Problem: Frequent joins (lookups) to get a few fields from a referenced document.

Solution: Copy the most-accessed fields into the referencing document.

// orders collection
{
  _id: ObjectId("..."),
  date: ISODate("..."),
  customer_id: ObjectId("..."),
  // Extended reference - copied fields for fast reads
  customer_name: "Alice Smith",
  customer_email: "alice@example.com",
  items: [
    {
      product_id: ObjectId("..."),
      product_name: "Widget",  // copied
      price: 29.99,            // copied (snapshot at time of order)
      quantity: 2
    }
  ]
}

Trade-off: Stale data is acceptable (order snapshots price at purchase time). For data that must be current, keep only the reference.

When to use: Orders (snapshot pricing), notifications (snapshot user name), audit logs.

6. Polymorphic Pattern

Problem: Objects share some fields but differ in others (e.g., different product types).

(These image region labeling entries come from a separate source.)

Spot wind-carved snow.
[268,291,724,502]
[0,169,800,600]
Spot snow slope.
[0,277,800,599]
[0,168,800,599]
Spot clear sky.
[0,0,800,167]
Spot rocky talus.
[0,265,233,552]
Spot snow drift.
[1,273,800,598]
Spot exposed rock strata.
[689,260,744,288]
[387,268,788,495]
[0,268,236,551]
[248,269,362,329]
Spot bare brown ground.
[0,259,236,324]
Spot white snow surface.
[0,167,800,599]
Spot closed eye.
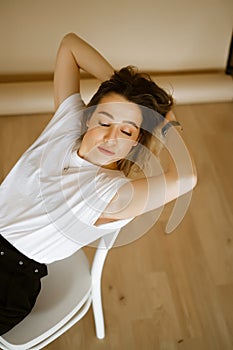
[99,122,110,127]
[121,130,132,136]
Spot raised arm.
[54,33,114,109]
[101,122,197,222]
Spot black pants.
[0,235,47,335]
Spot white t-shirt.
[0,94,132,264]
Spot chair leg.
[92,281,105,339]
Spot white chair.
[0,232,118,350]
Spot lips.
[98,146,115,156]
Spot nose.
[104,125,118,143]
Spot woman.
[0,33,196,334]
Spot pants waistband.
[0,235,48,278]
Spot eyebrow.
[98,111,139,129]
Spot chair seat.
[1,250,92,349]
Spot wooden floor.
[0,103,233,350]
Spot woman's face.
[78,93,142,169]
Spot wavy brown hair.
[83,66,173,176]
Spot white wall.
[0,0,233,75]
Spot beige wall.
[0,0,233,75]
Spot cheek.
[119,140,135,155]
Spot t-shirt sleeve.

Solution: Store in a single collection with a type discriminator.

// vehicles collection
{ type: "car", make: "Toyota", doors: 4, trunk_size_liters: 450 }
{ type: "truck", make: "Ford", doors: 2, payload_kg: 5000 }
{ type: "motorcycle", make: "Harley", engine_cc: 1200 }

Index strategy: Index common fields. Use partial indexes for type-specific fields.

db.vehicles.createIndex(
  { payload_kg: 1 },
  { partialFilterExpression: { type: "truck" } }
);

When to use: Product catalogs, content management (articles, videos, images), mixed event streams.

Anti-Patterns

Mistake Problem Fix
Unbounded array growth Document exceeds 16 MB Use bucket or outlier pattern
Deep nesting (> 3 levels) Hard to query and index Flatten or reference
Normalizing everything Too many lookups, slow reads Embed when read together
Embedding large blobs Wastes RAM in working set Store in GridFS or S3
No schema validation Inconsistent data over time Use JSON Schema validation
Indexing every field Slow writes, wasted space Index based on query patterns

Schema Validation

Use db.createCollection() with $jsonSchema validator to enforce structure. Set validationLevel: "moderate" to apply only on inserts and updates (not existing docs).